I still didn't get it. I figured I'd get a second ticket for being late on the first one, but I wasn't prepared for, "step out of the car." I've watched enough cop shows to know what that means. Step out of the car means step into the squad car. Handcuffs. Impounded vehicle. All kinds of mess to clean up at what was by then after midnight. But even then I didn't get the full scope of my imminent destiny.
I was told my license had been suspended due to failure to appear on the cell phone ticket. "But I don't have a New York license," I argued. "Your driving privileges in New York have been suspended."
I argued with the Deputy for a few minutes because it just seemed absolutely ludicrous that I, a respectable, productive, peace loving, fraud and force-hating libertarian citizen was being ordered out of my car and to assume the position. Like most uniformed police officers, this young gentleman did not have a sense of humor, an ability to appreciate gray areas, or the ability to discern between levels and degrees of non-compliance.

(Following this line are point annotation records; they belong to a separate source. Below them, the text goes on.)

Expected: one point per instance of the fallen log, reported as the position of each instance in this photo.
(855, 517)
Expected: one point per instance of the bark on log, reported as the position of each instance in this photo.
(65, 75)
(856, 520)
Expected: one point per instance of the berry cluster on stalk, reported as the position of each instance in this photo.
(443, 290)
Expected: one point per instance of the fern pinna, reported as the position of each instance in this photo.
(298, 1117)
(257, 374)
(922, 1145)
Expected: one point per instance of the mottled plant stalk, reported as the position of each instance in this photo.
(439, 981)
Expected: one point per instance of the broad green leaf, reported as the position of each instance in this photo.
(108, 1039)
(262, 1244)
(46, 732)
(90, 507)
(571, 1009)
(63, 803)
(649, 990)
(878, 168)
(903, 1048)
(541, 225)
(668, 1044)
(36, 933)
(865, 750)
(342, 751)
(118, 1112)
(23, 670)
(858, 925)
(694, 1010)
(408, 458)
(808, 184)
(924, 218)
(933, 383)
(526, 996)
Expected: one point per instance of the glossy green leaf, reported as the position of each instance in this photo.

I now know what it is like to be thrown against my own (in this case rented) vehicle, my hands yanked behind me, cuffs applied too tight, and left to sit in that awkward, painful position in the back of a squad car. I now know what it is like to be led into a rural police station in cuffs as if I just beat my wife, molested a child or robbed a bank, glared at by a part-time judge (who I learned later was a former cop himself) who refused to listen to reason and insisted on sending me to the county jail, thirty miles away, for processing, before I could call make my one phone call.
If I had been a
stranger from Chicago, that would be one thing, but I was in the police station of the town where I grew up. I played high school soccer with the Chief (but they wouldn't wake him). I contribute $1000 to the local high school scholarship fund every year. My father lives in the next town over. And I'm a member of the Chamber of Commerce. "Nope, can't let you go without bond. You're from out of town," the Judge droned.
Still I didn't realize what I was facing. I figured I'd get to Warsaw, get bonded out, and eventually sleep in my old bedroom at my father's house where I stay when I'm doing business back in the old hometown. But it was late. My father is 85 years old. I'd been traveling all week and my credit cards were maxed out. I had a large commission check waiting for me back at the office in Chicago, but that didn't do me any good. I used my one phone call to call my father, who refused to drive until daylight.

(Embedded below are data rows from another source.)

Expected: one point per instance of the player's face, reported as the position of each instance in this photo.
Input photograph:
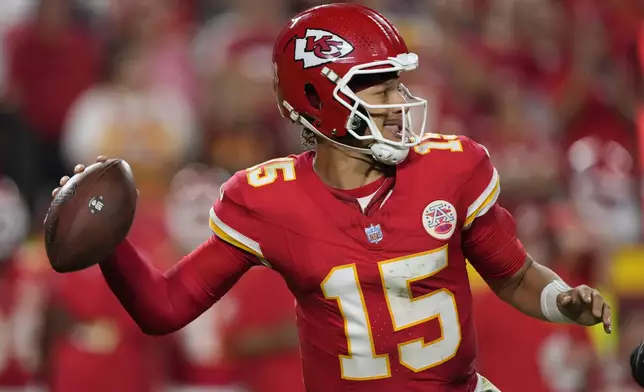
(389, 121)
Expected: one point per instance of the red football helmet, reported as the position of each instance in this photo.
(315, 57)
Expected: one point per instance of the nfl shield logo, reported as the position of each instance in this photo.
(374, 234)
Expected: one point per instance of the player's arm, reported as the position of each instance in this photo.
(162, 303)
(491, 245)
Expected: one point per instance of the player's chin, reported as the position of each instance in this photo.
(392, 133)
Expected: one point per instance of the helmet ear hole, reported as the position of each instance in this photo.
(313, 96)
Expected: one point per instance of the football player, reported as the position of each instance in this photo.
(370, 229)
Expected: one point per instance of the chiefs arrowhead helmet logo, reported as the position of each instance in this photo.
(320, 47)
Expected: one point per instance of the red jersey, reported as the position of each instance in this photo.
(104, 350)
(265, 304)
(21, 309)
(383, 298)
(202, 359)
(544, 362)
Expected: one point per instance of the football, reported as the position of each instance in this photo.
(90, 216)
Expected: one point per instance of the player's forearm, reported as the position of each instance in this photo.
(159, 303)
(524, 289)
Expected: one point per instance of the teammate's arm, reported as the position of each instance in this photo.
(491, 245)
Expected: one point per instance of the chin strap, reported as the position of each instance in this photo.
(389, 155)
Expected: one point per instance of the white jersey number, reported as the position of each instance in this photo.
(361, 362)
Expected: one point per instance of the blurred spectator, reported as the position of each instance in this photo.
(152, 127)
(247, 340)
(21, 295)
(50, 62)
(91, 343)
(552, 357)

Bottom line: Because of talking on a cell phone while driving, I was stripped, underwent a body cavity search, dressed in a jump suit and sent to a cell block for the duration. No, it wasn't the comical holding cell you see on TV filled with hookers and drunks making jokes all night. It was a regular jail cell with regular criminals. I spent the night there, ten hours to be exact. And who knows how many taxpayer dollars were spent to put me through the ordeal. No doubt many times over the amount they will eventually collect in fines. All for talking on a cell phone. For doing something that is perfectly legal in most states.
Sure, I get it. The cell phone law was passed by well-meaning caretaker types who want to protect me from myself. The same people who want to protect me from transfat, and want to protect geese from foi gras. But is it really the intent of these people to strip me of my right to operate a vehicle, my right to basic liberty, to enslave and confine me for twelve hours while the government's meter is running?

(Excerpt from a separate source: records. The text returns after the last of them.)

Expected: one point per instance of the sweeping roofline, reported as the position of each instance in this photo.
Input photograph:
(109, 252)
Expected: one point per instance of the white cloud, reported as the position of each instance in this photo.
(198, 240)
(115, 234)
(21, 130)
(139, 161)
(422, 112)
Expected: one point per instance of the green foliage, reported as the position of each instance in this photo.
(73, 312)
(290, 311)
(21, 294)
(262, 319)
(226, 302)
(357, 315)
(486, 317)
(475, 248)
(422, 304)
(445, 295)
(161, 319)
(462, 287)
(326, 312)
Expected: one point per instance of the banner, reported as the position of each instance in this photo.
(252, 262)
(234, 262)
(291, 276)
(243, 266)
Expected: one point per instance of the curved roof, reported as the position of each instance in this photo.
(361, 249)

As I was riding off to jail, I asked the Deputy. "Don't you see how ludicrous this is?"
"No," he said,"I don't."
"Of course you don't," I said.
"There's a reason why cop cars are often black and white. They're color blind to nuance and irony. Everything is black and white. And our would be nannies in the legislature feed right into all of that. No wonder Mark Twain said, "The legislature is in session. Be very afraid."